Marni Jazz Festival gets Brussels swinging to diverse sounds
Kevin Le Gendre
Tuesday, October 10, 2023
Kevin Le Gendre soaked up the sights and sounds of this charming European jazz festival where young jazz talents impressed
Located in the charmingly lively Flagey district of Brussels, the Marni theatre is a venue with a long and illustrious history. Both a cinema and concert hall it has had Orson Welles on screen and Duke Ellington on stage at various times in the past 70 years and the week long jazz festival this September was programmed with sufficient imagination to uphold the spirit of originality embodied by each icon without any making any tribute events to them. Several renowned international artists, from Eritrea’s Hermon Mehari to Japan’s Takumi Nakayama to Italy’s Giuseppe Millaci were on the bill alongside several generations of Belgians: Nicolas Thys, Elliot Knuets and Sam Gerstmans.
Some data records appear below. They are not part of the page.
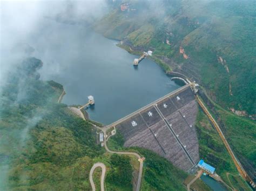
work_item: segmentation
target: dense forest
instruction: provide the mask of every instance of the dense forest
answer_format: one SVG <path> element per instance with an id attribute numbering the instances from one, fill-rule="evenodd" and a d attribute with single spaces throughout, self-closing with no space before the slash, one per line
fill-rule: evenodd
<path id="1" fill-rule="evenodd" d="M 57 103 L 62 85 L 40 80 L 37 70 L 42 65 L 35 58 L 25 59 L 1 89 L 0 189 L 91 190 L 89 172 L 100 161 L 107 167 L 107 188 L 132 190 L 137 158 L 110 154 L 97 144 L 96 129 L 89 121 Z M 123 138 L 114 137 L 120 147 Z M 147 158 L 143 188 L 184 189 L 186 173 L 152 152 L 137 152 Z"/>
<path id="2" fill-rule="evenodd" d="M 198 83 L 236 156 L 254 180 L 255 3 L 119 1 L 110 2 L 110 12 L 94 25 L 129 52 L 152 50 L 150 59 L 166 73 L 179 72 Z M 213 135 L 207 140 L 209 132 L 203 130 L 199 128 L 198 135 L 201 153 L 206 155 L 205 144 L 217 149 L 221 146 Z M 227 167 L 225 162 L 220 165 Z"/>
<path id="3" fill-rule="evenodd" d="M 134 51 L 152 50 L 167 72 L 199 83 L 225 109 L 255 118 L 255 3 L 117 1 L 95 29 Z"/>

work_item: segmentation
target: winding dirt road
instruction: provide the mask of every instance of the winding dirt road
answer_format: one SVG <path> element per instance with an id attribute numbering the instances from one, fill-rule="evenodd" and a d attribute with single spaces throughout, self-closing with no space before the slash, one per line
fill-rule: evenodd
<path id="1" fill-rule="evenodd" d="M 80 109 L 74 107 L 69 107 L 69 108 L 71 111 L 72 111 L 73 112 L 76 113 L 77 115 L 78 115 L 80 118 L 83 118 L 84 120 L 85 120 L 85 118 L 84 116 L 84 114 L 83 114 L 83 113 L 82 113 L 82 112 L 81 111 L 81 110 Z M 107 137 L 106 136 L 106 131 L 109 128 L 111 128 L 111 126 L 107 126 L 107 127 L 99 127 L 97 126 L 97 125 L 96 125 L 93 124 L 92 124 L 90 122 L 89 122 L 89 123 L 90 124 L 91 124 L 92 125 L 93 125 L 93 127 L 95 127 L 95 128 L 97 128 L 101 130 L 103 132 L 104 135 L 104 138 L 104 138 L 104 147 L 105 147 L 105 149 L 106 149 L 106 151 L 107 152 L 108 152 L 109 153 L 116 153 L 116 154 L 127 154 L 127 155 L 133 155 L 133 156 L 135 156 L 136 157 L 137 157 L 138 158 L 138 160 L 139 161 L 139 175 L 138 176 L 138 180 L 137 180 L 137 185 L 136 185 L 136 191 L 139 191 L 139 189 L 140 189 L 140 183 L 142 182 L 142 173 L 143 173 L 143 160 L 145 159 L 145 158 L 142 158 L 138 153 L 134 153 L 134 152 L 119 152 L 119 151 L 113 151 L 110 150 L 109 149 L 109 147 L 107 147 L 107 145 L 106 143 L 107 143 L 107 141 L 109 140 L 109 138 L 110 137 L 111 137 L 112 135 L 111 135 L 109 136 L 107 138 L 107 139 L 106 139 L 106 137 Z M 92 167 L 92 168 L 91 169 L 91 171 L 92 171 L 92 169 L 93 168 L 94 166 L 95 165 L 98 164 L 98 163 L 101 163 L 101 164 L 105 166 L 105 165 L 102 163 L 100 163 L 100 162 L 96 163 Z M 93 170 L 92 172 L 92 175 L 93 172 L 94 171 L 94 169 L 96 167 L 96 167 L 93 169 Z M 104 171 L 104 176 L 105 176 L 105 170 L 106 170 L 106 168 L 105 168 L 105 171 Z M 102 175 L 103 175 L 103 173 L 102 174 Z M 100 181 L 100 185 L 101 185 L 100 187 L 101 187 L 102 191 L 104 190 L 104 176 L 103 176 L 103 181 Z M 90 181 L 91 185 L 92 186 L 92 190 L 93 191 L 95 190 L 95 186 L 94 185 L 93 181 L 92 180 L 91 181 L 91 172 L 90 172 Z M 102 185 L 103 184 L 103 187 L 102 187 Z M 93 189 L 93 188 L 94 188 L 94 189 Z M 102 189 L 102 188 L 103 188 L 103 189 Z"/>
<path id="2" fill-rule="evenodd" d="M 106 166 L 102 162 L 97 162 L 93 165 L 91 170 L 90 171 L 90 182 L 92 186 L 92 191 L 95 191 L 95 185 L 93 182 L 93 179 L 92 175 L 95 169 L 97 167 L 100 167 L 102 168 L 102 176 L 100 178 L 100 190 L 104 191 L 104 178 L 105 174 L 106 173 Z"/>
<path id="3" fill-rule="evenodd" d="M 99 127 L 99 128 L 101 129 L 102 131 L 103 131 L 104 133 L 104 135 L 106 135 L 106 129 L 105 129 L 104 131 L 103 131 L 102 128 Z M 143 160 L 140 160 L 142 159 L 142 158 L 140 156 L 136 153 L 134 152 L 119 152 L 119 151 L 110 151 L 109 149 L 109 147 L 107 147 L 107 145 L 106 144 L 107 142 L 107 140 L 109 140 L 109 138 L 111 137 L 109 137 L 107 139 L 104 139 L 104 147 L 105 149 L 107 152 L 110 153 L 116 153 L 118 154 L 127 154 L 127 155 L 133 155 L 136 156 L 138 158 L 138 160 L 139 160 L 139 175 L 138 176 L 138 180 L 137 182 L 137 185 L 136 185 L 136 191 L 139 191 L 139 188 L 140 187 L 140 183 L 142 182 L 142 172 L 143 170 Z"/>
But arguably the most interesting gig was the transatlantic encounter of Belgian bassist Yannick Peeters‘s GingerBlackGinger and American drummer Tom Rainey. The youth of the former and the experience of the latter made for as engaging a blend as one may have expected, above all because of Rainey’s proven ability to enhance the music of a wide range of leaders, from Tim Berne to Ingrid Laubrock. As for Peeters she is a notable presence on the European scene whose work already shows character at this relatively early stage of her career.
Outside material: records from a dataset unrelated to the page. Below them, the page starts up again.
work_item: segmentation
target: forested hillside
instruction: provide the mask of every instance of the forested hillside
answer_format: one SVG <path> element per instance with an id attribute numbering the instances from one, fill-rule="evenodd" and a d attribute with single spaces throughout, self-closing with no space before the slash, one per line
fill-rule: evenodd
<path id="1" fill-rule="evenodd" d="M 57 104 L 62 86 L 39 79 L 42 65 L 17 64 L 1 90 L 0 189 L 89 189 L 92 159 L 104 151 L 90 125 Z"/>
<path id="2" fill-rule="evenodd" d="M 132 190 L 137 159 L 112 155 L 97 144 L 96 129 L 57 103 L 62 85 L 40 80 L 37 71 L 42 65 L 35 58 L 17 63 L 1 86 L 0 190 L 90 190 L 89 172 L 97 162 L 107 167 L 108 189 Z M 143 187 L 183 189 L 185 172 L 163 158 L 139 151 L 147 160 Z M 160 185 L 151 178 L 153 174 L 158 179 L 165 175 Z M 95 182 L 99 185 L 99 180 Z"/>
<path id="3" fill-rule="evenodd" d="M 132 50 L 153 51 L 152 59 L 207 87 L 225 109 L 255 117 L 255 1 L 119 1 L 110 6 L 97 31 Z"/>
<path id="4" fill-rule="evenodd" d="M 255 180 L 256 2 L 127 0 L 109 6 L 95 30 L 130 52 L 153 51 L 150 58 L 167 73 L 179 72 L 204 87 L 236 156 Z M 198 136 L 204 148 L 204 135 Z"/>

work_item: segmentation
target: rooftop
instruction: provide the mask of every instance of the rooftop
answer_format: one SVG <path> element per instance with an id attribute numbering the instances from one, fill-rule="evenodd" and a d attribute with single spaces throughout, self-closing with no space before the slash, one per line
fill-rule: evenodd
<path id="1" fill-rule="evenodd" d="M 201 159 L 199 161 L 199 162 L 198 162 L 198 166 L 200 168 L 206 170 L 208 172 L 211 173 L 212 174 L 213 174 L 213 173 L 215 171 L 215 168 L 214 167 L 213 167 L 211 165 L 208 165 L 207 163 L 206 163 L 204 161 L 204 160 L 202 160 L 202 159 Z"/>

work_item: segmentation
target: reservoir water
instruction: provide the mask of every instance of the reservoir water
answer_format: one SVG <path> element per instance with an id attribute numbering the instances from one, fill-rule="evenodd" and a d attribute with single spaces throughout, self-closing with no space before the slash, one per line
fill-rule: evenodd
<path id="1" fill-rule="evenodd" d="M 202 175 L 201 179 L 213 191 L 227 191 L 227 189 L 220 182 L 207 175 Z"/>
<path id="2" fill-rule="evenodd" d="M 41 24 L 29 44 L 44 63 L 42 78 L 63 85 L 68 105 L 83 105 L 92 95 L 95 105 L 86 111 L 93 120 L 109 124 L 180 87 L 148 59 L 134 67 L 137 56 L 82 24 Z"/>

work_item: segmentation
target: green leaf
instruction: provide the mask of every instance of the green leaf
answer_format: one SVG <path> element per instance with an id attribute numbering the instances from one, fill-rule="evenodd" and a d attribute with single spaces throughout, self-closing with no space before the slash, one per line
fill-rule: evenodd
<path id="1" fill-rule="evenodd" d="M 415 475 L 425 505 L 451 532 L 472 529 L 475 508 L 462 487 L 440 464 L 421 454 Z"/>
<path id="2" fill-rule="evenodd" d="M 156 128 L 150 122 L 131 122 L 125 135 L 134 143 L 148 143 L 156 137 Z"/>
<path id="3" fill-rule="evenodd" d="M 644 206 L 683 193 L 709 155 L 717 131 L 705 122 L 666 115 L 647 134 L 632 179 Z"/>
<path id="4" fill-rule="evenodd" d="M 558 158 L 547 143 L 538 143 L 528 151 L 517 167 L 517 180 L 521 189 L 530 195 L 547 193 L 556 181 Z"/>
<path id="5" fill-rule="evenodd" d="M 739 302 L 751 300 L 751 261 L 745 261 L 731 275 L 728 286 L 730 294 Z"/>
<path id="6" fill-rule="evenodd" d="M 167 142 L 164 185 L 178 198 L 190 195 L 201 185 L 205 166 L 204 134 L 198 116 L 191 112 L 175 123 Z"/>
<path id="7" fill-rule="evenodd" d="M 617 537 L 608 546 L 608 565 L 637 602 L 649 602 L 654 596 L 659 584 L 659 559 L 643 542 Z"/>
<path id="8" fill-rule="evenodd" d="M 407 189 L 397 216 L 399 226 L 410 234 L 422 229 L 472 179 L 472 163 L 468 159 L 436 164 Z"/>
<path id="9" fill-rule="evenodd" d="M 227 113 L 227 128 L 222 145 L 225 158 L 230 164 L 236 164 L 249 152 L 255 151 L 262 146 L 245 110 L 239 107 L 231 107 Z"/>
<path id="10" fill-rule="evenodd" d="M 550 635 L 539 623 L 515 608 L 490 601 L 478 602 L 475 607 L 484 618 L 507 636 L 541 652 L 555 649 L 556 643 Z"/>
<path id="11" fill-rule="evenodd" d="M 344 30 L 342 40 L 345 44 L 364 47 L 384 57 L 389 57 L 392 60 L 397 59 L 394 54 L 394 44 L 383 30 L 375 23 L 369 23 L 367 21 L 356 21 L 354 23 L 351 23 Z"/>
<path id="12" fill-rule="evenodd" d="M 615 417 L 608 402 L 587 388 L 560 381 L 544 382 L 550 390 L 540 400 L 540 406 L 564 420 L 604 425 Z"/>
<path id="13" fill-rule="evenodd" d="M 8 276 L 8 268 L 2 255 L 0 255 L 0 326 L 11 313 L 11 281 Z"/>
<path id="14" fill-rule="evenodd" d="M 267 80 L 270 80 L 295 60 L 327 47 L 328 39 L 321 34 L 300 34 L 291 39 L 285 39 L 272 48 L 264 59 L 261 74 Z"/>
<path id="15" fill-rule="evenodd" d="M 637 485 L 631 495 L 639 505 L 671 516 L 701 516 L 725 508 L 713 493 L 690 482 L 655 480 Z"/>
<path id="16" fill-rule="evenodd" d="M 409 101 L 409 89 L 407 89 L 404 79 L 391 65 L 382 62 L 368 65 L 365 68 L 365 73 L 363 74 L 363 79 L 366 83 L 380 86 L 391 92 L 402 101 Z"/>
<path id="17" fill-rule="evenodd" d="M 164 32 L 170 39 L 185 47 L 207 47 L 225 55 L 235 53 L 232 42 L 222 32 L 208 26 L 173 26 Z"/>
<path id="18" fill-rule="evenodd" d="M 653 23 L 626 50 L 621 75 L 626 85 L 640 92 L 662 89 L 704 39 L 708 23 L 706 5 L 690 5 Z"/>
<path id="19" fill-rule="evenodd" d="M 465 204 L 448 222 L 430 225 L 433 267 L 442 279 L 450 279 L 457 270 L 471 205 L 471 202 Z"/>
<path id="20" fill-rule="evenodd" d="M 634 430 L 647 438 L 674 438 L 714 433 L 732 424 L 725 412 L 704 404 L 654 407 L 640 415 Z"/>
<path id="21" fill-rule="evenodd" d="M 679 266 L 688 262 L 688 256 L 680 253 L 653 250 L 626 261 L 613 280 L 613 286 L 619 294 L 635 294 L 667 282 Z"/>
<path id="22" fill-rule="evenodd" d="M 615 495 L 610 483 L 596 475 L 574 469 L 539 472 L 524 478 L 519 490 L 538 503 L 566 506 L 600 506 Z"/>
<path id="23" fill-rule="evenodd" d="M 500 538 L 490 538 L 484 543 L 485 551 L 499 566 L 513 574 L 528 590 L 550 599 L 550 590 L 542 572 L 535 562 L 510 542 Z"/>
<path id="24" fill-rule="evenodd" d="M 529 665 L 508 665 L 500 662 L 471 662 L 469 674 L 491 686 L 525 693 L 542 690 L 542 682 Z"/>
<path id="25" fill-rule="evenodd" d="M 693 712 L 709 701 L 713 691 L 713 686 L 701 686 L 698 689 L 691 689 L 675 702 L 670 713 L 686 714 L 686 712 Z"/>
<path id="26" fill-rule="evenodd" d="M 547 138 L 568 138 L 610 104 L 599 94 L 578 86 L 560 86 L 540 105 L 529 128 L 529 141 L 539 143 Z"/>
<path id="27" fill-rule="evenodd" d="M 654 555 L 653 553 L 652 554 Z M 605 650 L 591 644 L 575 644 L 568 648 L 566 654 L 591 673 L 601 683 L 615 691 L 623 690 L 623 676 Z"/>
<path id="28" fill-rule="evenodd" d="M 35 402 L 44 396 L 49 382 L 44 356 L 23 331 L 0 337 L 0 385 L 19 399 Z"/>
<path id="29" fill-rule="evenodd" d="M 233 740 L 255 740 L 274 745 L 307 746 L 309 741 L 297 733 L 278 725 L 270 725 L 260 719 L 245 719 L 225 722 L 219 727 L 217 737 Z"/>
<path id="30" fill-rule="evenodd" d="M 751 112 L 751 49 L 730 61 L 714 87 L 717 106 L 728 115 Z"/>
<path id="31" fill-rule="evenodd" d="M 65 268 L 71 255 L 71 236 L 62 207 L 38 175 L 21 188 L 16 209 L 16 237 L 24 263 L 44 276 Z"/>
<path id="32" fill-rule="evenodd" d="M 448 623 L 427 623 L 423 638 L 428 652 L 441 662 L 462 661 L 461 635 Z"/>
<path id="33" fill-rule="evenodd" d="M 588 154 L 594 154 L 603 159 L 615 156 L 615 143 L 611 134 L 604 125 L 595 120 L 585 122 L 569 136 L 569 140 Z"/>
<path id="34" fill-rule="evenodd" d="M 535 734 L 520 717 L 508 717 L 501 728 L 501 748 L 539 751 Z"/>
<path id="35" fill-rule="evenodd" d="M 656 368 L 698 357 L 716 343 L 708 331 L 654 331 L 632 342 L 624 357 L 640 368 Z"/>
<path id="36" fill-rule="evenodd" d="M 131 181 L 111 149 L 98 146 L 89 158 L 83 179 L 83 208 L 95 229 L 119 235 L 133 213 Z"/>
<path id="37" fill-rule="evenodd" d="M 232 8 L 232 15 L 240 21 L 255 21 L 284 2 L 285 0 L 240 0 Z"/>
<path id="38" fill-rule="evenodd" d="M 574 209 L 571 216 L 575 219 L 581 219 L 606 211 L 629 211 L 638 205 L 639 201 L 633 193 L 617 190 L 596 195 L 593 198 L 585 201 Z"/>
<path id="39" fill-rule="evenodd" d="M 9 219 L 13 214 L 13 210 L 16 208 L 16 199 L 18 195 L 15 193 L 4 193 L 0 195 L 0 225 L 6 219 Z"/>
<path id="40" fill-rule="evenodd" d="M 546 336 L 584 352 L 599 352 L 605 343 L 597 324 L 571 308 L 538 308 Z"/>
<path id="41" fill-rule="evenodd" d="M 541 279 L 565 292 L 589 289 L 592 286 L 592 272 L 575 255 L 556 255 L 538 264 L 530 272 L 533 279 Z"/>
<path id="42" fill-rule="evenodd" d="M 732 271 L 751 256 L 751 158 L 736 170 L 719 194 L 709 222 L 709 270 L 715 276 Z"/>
Her songs have fraught, shadowy atmospheres that might well fit a new soundtrack of The Third Man, the post-war Vienna celluloid classic that remains one of Welles’s finest hours, but it would be wrong to call the compositions entirely downcast. Guitarist Frederik Leroux, with slight echoes of mavericks such as Michael Gregory Jackson, Kelvyn Bell and Marc Ducret, plays a crucial role in cracking out barbed, crunchy sounds as well as zinging harmonics that give the music a distorted, twisted blues-funk feel amid of the loose swing of the Rainey-Peters drums and bass axis.
As for alto saxophonist Frans Van Isacker he is a more discreet presence, though no less effective with his skewed, slanted motifs, especially when he plays bass clarinet. The result is energized and unsettling in equal measure, with the hard edge of the timbres calling to mind avant-garde heroes who retained a feel for dance in their work, notably Oliver Lake and Julius Hemphill, though Peeters, whose time keeping and articulation are well on point, also has a gift for melancholic ballads in which melodic lines are pared down yet no less expressive, ‘Playtime Is Over’ is an apt way to close the set for its skulking, fall of night sensibility that strikes a contrast with the preceding material, making it clear that the band has sensitivity to match its intensity.
In any case the credentials Brussels has as an historic jazz city that celebrates local, national and international talent was very much in evidence both before and after the Peeters-Rainey collaboration. The splendid Bozar Arts venue opened its new season the previous week with concerts by U.K stars Nubya Garcia and Moses Boyd while the small but welcoming Sounds club in Ixelles, an area brimming with African restaurants and Bohemian bars, presented the French pianist Mark Priore and Japanese trumpeter-singer Toku to an audience that appreciated the duo’s mix of standards and originals that have a formal elegance as well as technical finesse.